Pasalnya, foto dirinya terpampang jelas di dinding pemberitahuan pelayanan panti tersebut yang berada di lobi.
Di salah satu foto itu, Muklis berdiri bersama keluarganya yang menjemput.
"Pak coba ke sini. Ini siapa? Yang jemput siapa ini?" tanya seorang petugas kepada Kakek Muklis.
Perlahan ingatan Muklis kembali pulih.
Ia pun mengakui bahwa orang-orang yang di foto itu adalah sanak saudaranya yang beberapa tahun silam datang menjemputnya.
Petugas kemudian menggiring Muklis masuk dalam panti.
Kakek Muklis kepergok mengemis di depan salah satu bank swasta di kawasan Gandaria, Jakarta Selatan.
Ia langsung masuk ke dalam bank agar tak diamankan petugas Dinas Sosial, dengan pura-pura ingin menukarkan sejumlah uang hasil mengemis.
"Ditegur dia marah dan masuk ke dalam bank. Pihak sekuriti menahan kita masuk dan bilang tunggu sampai di luar," ungkap Yunus, petugas yang memergoki Muklis.
Setelah keluar, Muklis segera diamankan oleh petugas Dinsos lalu digiring masuk ke dalam mobil operasional Sudin Sosial Jakarta Selatan yang membawanya ke panti.
"Awalnya enggak bilang kalau mengemis. Bilangnya usaha. Namun, enggak mungkin. Di sini dia enggak punya rumah dan saudara," Yunus menambahkan.

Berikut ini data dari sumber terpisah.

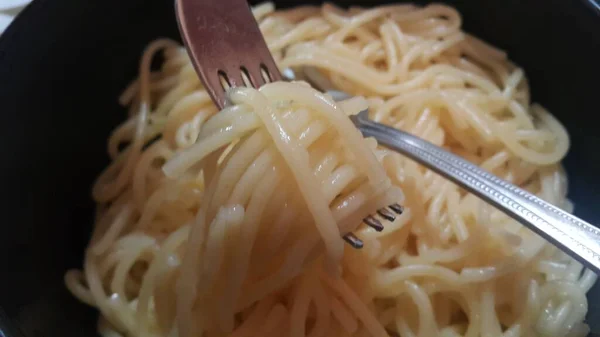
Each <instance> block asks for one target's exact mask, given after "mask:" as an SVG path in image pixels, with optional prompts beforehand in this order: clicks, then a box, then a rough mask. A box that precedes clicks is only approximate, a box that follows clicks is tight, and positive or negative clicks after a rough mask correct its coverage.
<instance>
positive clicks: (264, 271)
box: [65, 4, 596, 337]
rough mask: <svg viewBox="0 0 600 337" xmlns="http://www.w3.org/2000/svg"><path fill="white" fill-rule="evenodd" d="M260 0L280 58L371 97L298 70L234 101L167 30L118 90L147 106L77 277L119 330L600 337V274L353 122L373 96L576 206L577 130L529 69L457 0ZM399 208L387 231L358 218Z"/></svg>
mask: <svg viewBox="0 0 600 337" xmlns="http://www.w3.org/2000/svg"><path fill="white" fill-rule="evenodd" d="M254 14H255V16H256V18H257V20H258V21H259V23H260V28H261V30H262V31H263V33H264V35H265V38H266V40H267V42H268V45H269V48H270V49H271V51H272V52H273V54H274V56H275V59H276V61H277V62H278V65H279V67H280V68H281V69H287V68H291V69H294V71H295V72H296V74H298V75H299V76H300V75H301V76H303V77H305V78H309V79H310V80H311V82H313V83H314V84H316V85H318V86H319V87H321V89H329V88H337V89H340V90H343V91H345V92H347V93H349V94H351V95H353V96H357V97H356V98H353V99H350V100H347V101H344V102H334V101H333V100H332V98H331V97H329V96H328V95H326V94H322V93H320V92H318V91H316V90H315V89H312V88H310V87H308V86H307V85H306V84H305V83H304V82H295V83H283V82H280V83H272V84H268V85H266V86H264V87H263V88H261V89H260V90H255V89H249V88H237V89H234V90H232V91H230V92H229V99H230V101H231V102H232V104H231V105H230V106H229V107H228V108H226V109H225V110H223V111H221V112H219V113H217V112H218V111H217V109H216V108H215V106H214V105H213V104H212V103H211V100H210V98H209V96H208V94H207V93H206V91H205V90H204V89H203V88H202V85H201V84H200V82H199V80H198V77H197V75H196V73H195V72H194V69H193V67H192V65H191V64H190V61H189V59H188V57H187V55H186V52H185V51H184V49H183V48H182V47H181V46H179V45H177V44H176V43H174V42H172V41H169V40H158V41H155V42H153V43H152V44H151V45H150V46H149V47H148V48H147V49H146V51H145V52H144V55H143V58H142V61H141V65H140V72H139V78H138V79H136V80H135V81H134V82H133V83H132V84H131V86H130V87H129V88H128V89H127V90H126V91H125V92H124V93H123V95H122V96H121V97H120V101H121V103H122V104H123V105H126V106H128V107H129V117H128V118H127V120H126V121H125V122H123V123H122V124H121V125H119V126H118V127H117V128H116V129H115V130H114V131H113V133H112V134H111V136H110V138H109V140H108V152H109V154H110V157H111V160H112V161H111V164H110V165H109V166H108V167H107V168H106V170H105V171H104V172H103V173H102V175H101V176H100V177H99V178H98V180H97V182H96V184H95V186H94V188H93V197H94V200H95V201H96V202H97V205H98V207H97V209H98V211H97V217H96V223H95V230H94V234H93V237H92V239H91V241H90V244H89V246H88V249H87V250H86V254H85V262H84V268H83V270H82V271H79V270H71V271H69V272H68V273H67V274H66V277H65V279H66V284H67V286H68V288H69V289H70V291H71V292H72V293H73V294H74V295H75V296H76V297H77V298H79V299H80V300H81V301H82V302H84V303H87V304H89V305H91V306H94V307H96V308H98V309H99V311H100V313H101V316H100V319H99V323H98V330H99V332H100V334H102V335H103V336H144V337H146V336H173V337H175V336H181V337H191V336H198V337H200V336H207V337H209V336H235V337H242V336H290V337H300V336H310V337H319V336H374V337H380V336H387V335H398V336H405V337H412V336H419V337H434V336H448V337H451V336H452V337H453V336H494V337H495V336H506V337H509V336H585V335H586V334H587V332H588V328H587V325H585V324H584V323H583V320H584V317H585V314H586V312H587V299H586V292H587V291H588V290H589V289H590V287H591V286H592V285H593V283H594V282H595V280H596V277H595V275H593V274H592V273H591V272H589V271H585V270H583V268H582V266H581V265H580V264H579V263H577V262H575V261H573V260H572V259H570V258H569V257H567V256H566V255H564V254H563V253H561V252H559V251H558V250H557V249H556V248H554V247H553V246H551V245H550V244H548V243H546V242H545V241H544V240H542V239H541V238H539V237H538V236H536V235H534V234H533V233H531V232H530V231H528V230H527V229H525V228H523V227H522V226H521V225H519V224H518V223H516V222H515V221H513V220H511V219H510V218H508V217H507V216H505V215H503V214H501V213H500V212H499V211H497V210H495V209H493V208H491V207H489V206H487V205H486V204H484V203H483V202H481V201H480V200H478V199H477V198H475V197H474V196H473V195H471V194H469V193H466V192H465V191H463V190H461V189H460V188H458V187H457V186H455V185H453V184H452V183H450V182H449V181H447V180H445V179H443V178H441V177H439V176H437V175H436V174H434V173H432V172H431V171H429V170H426V169H424V168H423V167H421V166H420V165H418V164H416V163H415V162H412V161H410V160H408V159H406V158H404V157H402V156H401V155H399V154H396V153H392V152H389V151H386V150H384V149H381V148H378V147H377V144H376V142H375V141H374V140H372V139H363V138H362V136H361V135H360V134H359V133H358V131H357V130H356V129H354V128H353V127H352V124H351V122H350V121H349V119H348V118H347V116H348V115H350V114H354V113H357V112H358V111H360V110H362V109H364V108H366V107H368V108H369V113H370V116H371V118H373V119H374V120H376V121H378V122H381V123H385V124H388V125H391V126H393V127H396V128H399V129H402V130H406V131H409V132H410V133H412V134H415V135H417V136H419V137H422V138H424V139H426V140H428V141H430V142H432V143H434V144H437V145H439V146H442V147H444V148H446V149H448V150H451V151H452V152H454V153H457V154H459V155H461V156H463V157H465V158H466V159H468V160H470V161H472V162H474V163H477V164H478V165H480V166H481V167H483V168H485V169H486V170H488V171H490V172H493V173H494V174H496V175H498V176H500V177H502V178H504V179H506V180H508V181H511V182H513V183H515V184H517V185H519V186H521V187H523V188H525V189H527V190H529V191H531V192H532V193H535V194H536V195H538V196H540V197H541V198H543V199H545V200H547V201H549V202H551V203H553V204H555V205H557V206H559V207H561V208H563V209H565V210H567V211H572V209H573V206H572V204H571V203H570V202H569V201H568V200H567V199H566V192H567V178H566V176H565V173H564V172H563V170H562V169H561V167H560V161H561V159H562V158H563V157H564V155H565V153H566V151H567V149H568V147H569V139H568V135H567V133H566V131H565V129H564V128H563V127H562V125H561V124H560V123H559V122H558V121H557V120H556V119H554V118H553V117H552V116H551V115H550V114H549V113H548V112H547V111H545V110H544V109H543V108H542V107H540V106H539V105H535V104H531V103H530V100H529V89H528V85H527V81H526V79H525V76H524V73H523V70H522V69H520V68H518V67H517V66H515V65H514V64H512V63H511V62H510V61H509V60H508V59H507V57H506V55H505V53H504V52H502V51H500V50H498V49H496V48H494V47H492V46H490V45H488V44H486V43H484V42H482V41H480V40H478V39H476V38H475V37H473V36H471V35H469V34H467V33H465V32H463V31H462V30H461V17H460V15H459V14H458V13H457V12H456V11H455V10H454V9H453V8H450V7H446V6H441V5H431V6H427V7H416V6H413V5H408V4H406V5H405V4H403V5H393V6H385V7H378V8H373V9H363V8H350V9H348V10H344V9H340V8H337V7H334V6H332V5H324V6H322V7H298V8H295V9H291V10H285V11H274V9H273V6H272V5H271V4H264V5H261V6H258V7H256V8H254ZM159 52H162V54H163V55H164V59H165V60H164V63H163V65H162V67H161V68H160V70H157V71H152V70H151V68H150V64H151V61H152V59H153V57H154V55H155V54H158V53H159ZM361 97H364V98H361ZM396 202H398V203H401V204H402V205H403V206H404V207H405V211H404V212H403V213H402V215H400V216H397V217H396V219H395V220H394V221H384V220H383V219H380V220H381V221H383V223H384V225H385V230H384V231H382V232H376V231H374V230H373V229H371V228H369V227H367V226H365V225H361V219H362V218H363V217H364V216H366V215H367V214H369V213H374V212H375V210H377V209H378V208H380V207H384V206H386V205H389V204H391V203H396ZM349 231H353V232H354V233H355V234H356V236H357V237H359V238H360V239H361V240H362V241H363V242H364V248H363V249H360V250H354V249H352V248H351V247H350V246H348V245H344V243H343V242H344V241H343V240H342V238H341V236H342V235H344V234H345V233H347V232H349Z"/></svg>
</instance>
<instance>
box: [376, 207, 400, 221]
mask: <svg viewBox="0 0 600 337" xmlns="http://www.w3.org/2000/svg"><path fill="white" fill-rule="evenodd" d="M377 214H379V215H381V217H382V218H384V219H386V220H387V221H394V220H396V215H395V214H394V213H392V212H390V211H389V210H388V209H387V208H382V209H378V210H377Z"/></svg>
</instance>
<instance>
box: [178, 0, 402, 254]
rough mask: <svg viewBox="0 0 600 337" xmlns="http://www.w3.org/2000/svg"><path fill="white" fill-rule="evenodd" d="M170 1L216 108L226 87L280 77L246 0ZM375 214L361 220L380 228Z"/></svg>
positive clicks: (350, 240) (350, 233)
mask: <svg viewBox="0 0 600 337" xmlns="http://www.w3.org/2000/svg"><path fill="white" fill-rule="evenodd" d="M175 7H176V8H175V12H176V14H177V21H178V24H179V30H180V32H181V36H182V37H183V42H184V44H185V46H186V49H187V51H188V54H189V56H190V59H191V60H192V64H193V65H194V68H195V69H196V72H197V73H198V75H199V76H200V80H201V81H202V83H203V84H204V87H205V88H206V90H207V91H208V93H209V95H210V97H211V98H212V100H213V102H214V103H215V104H216V105H217V107H218V108H219V109H223V108H224V107H225V105H226V102H227V101H226V91H227V89H228V88H232V87H239V86H248V87H254V88H259V87H261V86H262V85H263V84H266V83H269V82H275V81H280V80H282V79H283V77H282V75H281V73H280V72H279V69H278V68H277V65H276V64H275V60H274V59H273V56H272V55H271V52H270V51H269V48H268V47H267V44H266V42H265V40H264V38H263V36H262V33H261V32H260V29H259V27H258V24H257V22H256V20H255V19H254V16H253V15H252V11H251V10H250V7H249V5H248V3H247V2H246V0H218V1H215V0H176V1H175ZM388 208H389V209H388ZM388 208H385V207H384V208H381V209H379V210H377V216H378V217H379V219H382V220H387V221H394V220H395V219H396V215H400V214H402V212H403V208H402V206H400V205H399V204H392V205H390V206H388ZM390 210H391V211H390ZM377 216H376V215H375V214H371V215H368V216H367V217H365V218H364V219H363V222H364V223H365V224H366V225H368V226H370V227H371V228H373V229H375V230H376V231H382V230H383V229H384V226H383V223H382V222H381V221H380V220H379V219H378V217H377ZM343 239H344V240H345V241H346V242H347V243H348V244H350V245H351V246H352V247H354V248H357V249H359V248H362V247H363V242H362V240H360V239H359V238H358V237H357V236H356V235H355V234H353V233H352V232H350V233H346V234H344V235H343Z"/></svg>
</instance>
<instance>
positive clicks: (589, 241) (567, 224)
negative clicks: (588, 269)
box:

Akhirnya, setelah petugas menginterogasinya, Kakek Muklis mengaku mengemis.
Petugas sempat memeriksa isi tas ransel Muklis di dalam mobil Dinso dan jumlah uang hasil mengemis di hari ia diamankan mencapai 194 juta.
Menurut Yunus, petugas di lapangan yang mengamankan baru menghitung uang hasil mengemis Muklis sebanyak Rp 182 juta.
Yunus melihat ada berlembar-lembar uang pecahan Rp 100 ribu sebanyak 18 ikat. Tiap ikatnya senilai Rp 10 juta.
Ia juga menemukan berlembar-lembar uang pecahan Rp 50 ribu di amplop terpisah totalnya senilai Rp 2 juta.
Dikatakan Yunus, petugas kembali menghitung ulang uang Muklis di Panti Sosial Bina Insan Bangun Daya 1.